Sunday 10 May 2009

Public standard bearers

The Telegraph has decided to milk the mole. That conjures up an image doesn't it? They want to release the dirty details of MP's expense claims on a daily basis. This helps them sell papers but it also means that the public is assailed relentlessly with waves of corruption. If you want to make someone angry, repetitive irritation to the point of combustion is a far more effective tactic than a short, sharp shock. I am already boiling hearing about the Luton consituency MP Margaret Moron who claims for repairs to her Southampton home. This person feels that the tax payer has responsibility for preserving her work life balance. "She is important, we are not. We should pay to treat her  dry rot" as outgoing dogerel expert Andrew Motion might have put it. 

Well there is definitely some rot that needs treating. She is saying she should not have to make ANY sacrifices. Those of us who don't work where we live, make those sacrifices all the time. And we don't ask others to pick up the bill. I pay £4,500 pa on train fares out of my own pocket to work 12 hour days in London, because I can't afford to live there. My family see less of me because of this. But there is no job with my skill set where my family lives (believe me, I applied for the only one that ever came up). Do I expect other people to make sacrifices in order to provide me with a flat in London? No I don't. If someone offered me a flat at tax payers expense by bending the rules, would I take it? No I would not. It would be wrong. I know the difference. 

Moran says  has not done anything outside the rules, and acted in good faith. That self-righteous indignation she displays is reminiscent of Ashley Cole. She sums up the modern view - "I'm entitled" - that suggests it is only right to milk the system for whatever you can get out of it, because it is set up for your benefit, and it would go to waste if you didn't use it; like there was a mountain of free cash somewhere which dissolves if it goes past an expiry date unclaimed. Moran is implying one would be stupid not to claim. I must ask how we teach our children to listen to their conscience and act with self discipline, if the leaders of our country conflate conscience with stupidity?

What I would have preferred would be for a single newspaper article to come out listing the MP's who are NOT making impertinent and immoral personal expense claims that stretch the definition of allowance to its absolute limit. That would be nice. I'd be keen to know how long that list is as well. If  it is a minority of parliamentary members, then that would suggest an endemic lack of conscience amongst those in public service. It would also be nice to hear one of our representatives come out and say "actually you know I had serious misgivings about claiming for something as frivolous as scatter cushions. It has bothered me ever since. I have decided to resign". What does it actually take for someone to fall on their sword? 

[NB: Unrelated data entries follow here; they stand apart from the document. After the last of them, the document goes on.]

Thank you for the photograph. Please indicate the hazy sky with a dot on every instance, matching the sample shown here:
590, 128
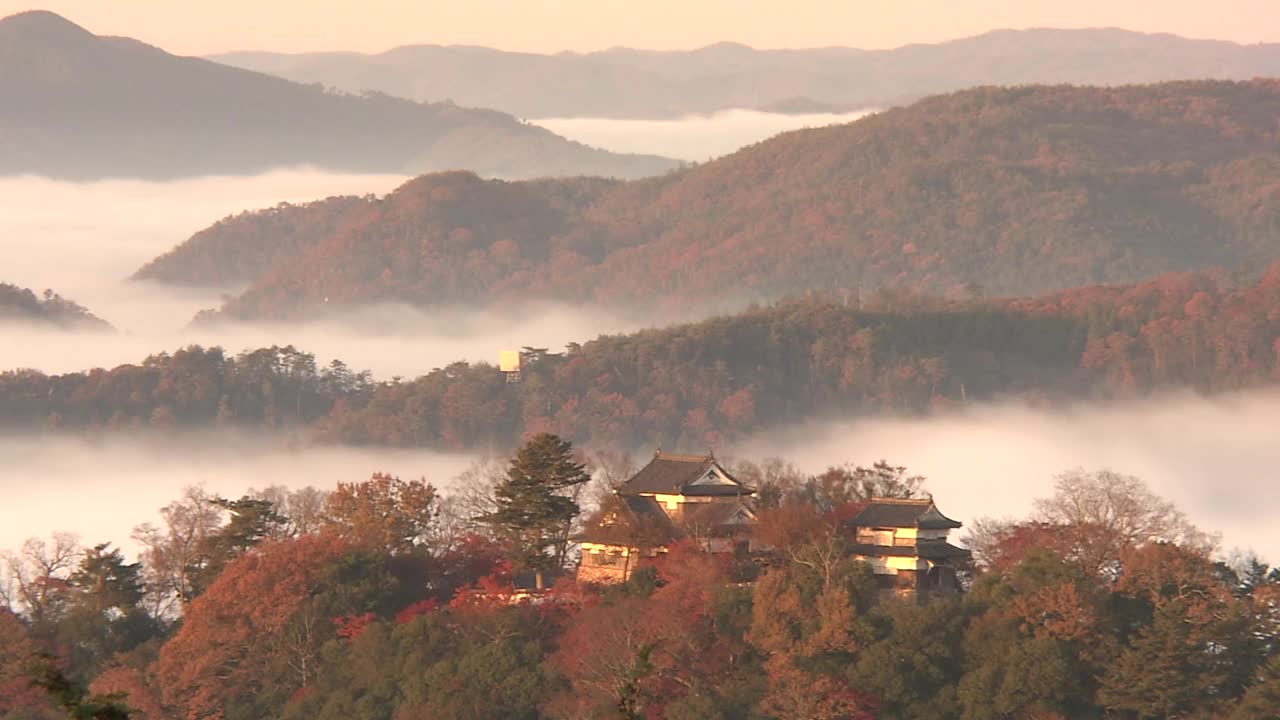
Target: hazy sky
210, 26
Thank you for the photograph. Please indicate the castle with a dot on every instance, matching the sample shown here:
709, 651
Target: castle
693, 497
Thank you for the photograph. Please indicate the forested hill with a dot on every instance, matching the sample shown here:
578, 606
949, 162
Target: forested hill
712, 382
1008, 191
77, 105
50, 309
627, 83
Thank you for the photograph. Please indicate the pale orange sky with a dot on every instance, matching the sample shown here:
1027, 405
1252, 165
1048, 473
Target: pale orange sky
547, 26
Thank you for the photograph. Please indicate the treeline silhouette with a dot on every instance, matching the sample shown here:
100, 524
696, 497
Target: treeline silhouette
1011, 191
388, 600
704, 383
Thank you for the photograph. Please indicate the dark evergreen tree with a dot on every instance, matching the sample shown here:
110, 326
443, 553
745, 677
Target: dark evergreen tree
534, 507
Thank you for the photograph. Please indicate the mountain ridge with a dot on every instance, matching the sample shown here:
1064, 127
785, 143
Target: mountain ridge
83, 106
1001, 191
624, 82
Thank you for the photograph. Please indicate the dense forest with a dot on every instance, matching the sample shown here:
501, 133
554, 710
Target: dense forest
387, 600
1008, 191
49, 309
82, 106
716, 381
625, 82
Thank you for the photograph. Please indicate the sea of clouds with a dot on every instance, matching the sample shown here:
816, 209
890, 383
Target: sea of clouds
693, 139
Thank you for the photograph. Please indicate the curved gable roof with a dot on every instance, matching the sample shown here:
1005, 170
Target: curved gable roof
900, 513
684, 474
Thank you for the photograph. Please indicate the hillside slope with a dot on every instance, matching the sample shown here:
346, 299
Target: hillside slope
18, 304
77, 105
632, 83
987, 191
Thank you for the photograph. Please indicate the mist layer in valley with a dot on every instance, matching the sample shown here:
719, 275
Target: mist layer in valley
693, 139
103, 488
83, 240
1216, 459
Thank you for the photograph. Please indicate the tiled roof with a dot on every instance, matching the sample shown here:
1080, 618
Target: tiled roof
941, 551
676, 474
924, 550
631, 520
896, 513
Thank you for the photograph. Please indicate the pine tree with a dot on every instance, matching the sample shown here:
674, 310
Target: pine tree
533, 513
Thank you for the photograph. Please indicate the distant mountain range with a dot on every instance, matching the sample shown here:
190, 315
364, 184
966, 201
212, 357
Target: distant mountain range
48, 309
77, 105
996, 191
717, 381
627, 83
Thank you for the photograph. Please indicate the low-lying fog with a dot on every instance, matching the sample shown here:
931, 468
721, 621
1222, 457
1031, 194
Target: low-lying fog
1216, 459
103, 488
83, 240
695, 137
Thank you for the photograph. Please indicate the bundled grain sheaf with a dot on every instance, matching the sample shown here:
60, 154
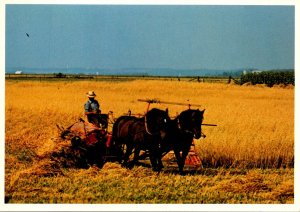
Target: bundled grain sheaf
269, 78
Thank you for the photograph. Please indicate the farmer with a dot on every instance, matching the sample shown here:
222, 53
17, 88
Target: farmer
92, 109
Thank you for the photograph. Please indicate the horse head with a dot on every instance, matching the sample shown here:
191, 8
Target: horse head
190, 121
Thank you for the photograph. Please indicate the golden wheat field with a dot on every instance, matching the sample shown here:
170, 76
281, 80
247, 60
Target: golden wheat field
247, 158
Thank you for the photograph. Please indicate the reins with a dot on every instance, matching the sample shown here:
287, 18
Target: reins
147, 129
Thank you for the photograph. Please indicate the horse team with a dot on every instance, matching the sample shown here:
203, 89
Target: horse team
155, 133
158, 134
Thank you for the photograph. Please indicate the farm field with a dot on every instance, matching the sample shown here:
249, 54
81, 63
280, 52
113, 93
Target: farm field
248, 158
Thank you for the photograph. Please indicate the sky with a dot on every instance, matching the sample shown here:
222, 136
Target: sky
150, 36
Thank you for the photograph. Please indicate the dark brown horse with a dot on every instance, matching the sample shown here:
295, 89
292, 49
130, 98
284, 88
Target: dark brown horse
146, 133
183, 129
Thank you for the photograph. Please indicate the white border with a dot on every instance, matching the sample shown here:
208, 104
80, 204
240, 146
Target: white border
151, 207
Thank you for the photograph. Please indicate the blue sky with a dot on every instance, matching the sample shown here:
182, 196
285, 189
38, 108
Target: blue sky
125, 36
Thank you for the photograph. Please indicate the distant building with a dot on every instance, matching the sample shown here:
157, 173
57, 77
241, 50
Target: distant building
251, 71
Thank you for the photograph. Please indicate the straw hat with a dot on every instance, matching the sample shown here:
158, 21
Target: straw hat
91, 94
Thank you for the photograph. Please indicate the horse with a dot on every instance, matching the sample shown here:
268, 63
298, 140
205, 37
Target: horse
137, 134
182, 130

It is doubly distressing to hear someone like wounded paraplegic RMP officer Maj Phil Packer talk about how guilty he feels leaving behind 120 troops in Iraq that he was responsible for. Packer has just completed the London marathon on crutches, taking  13 days to do so. Shame the route of the marathon didn't go through Westminster. I would like to have seen Major Packer's stately and noble progress within shaming range of that anthill full of mercenaries. 

Phil Packer walked the marathon route for charity and hopes to raise £1m for Help for Heroes.
Home Secretary Jacqui Smith claims public money to pay for porn and scatter cushions. You decide which of the two is setting the better example.

If it turns out that more MP's have made spurious personal expense claims for second homes than haven't, can we campaign for the right not to refer to them as Right Honourable any longer?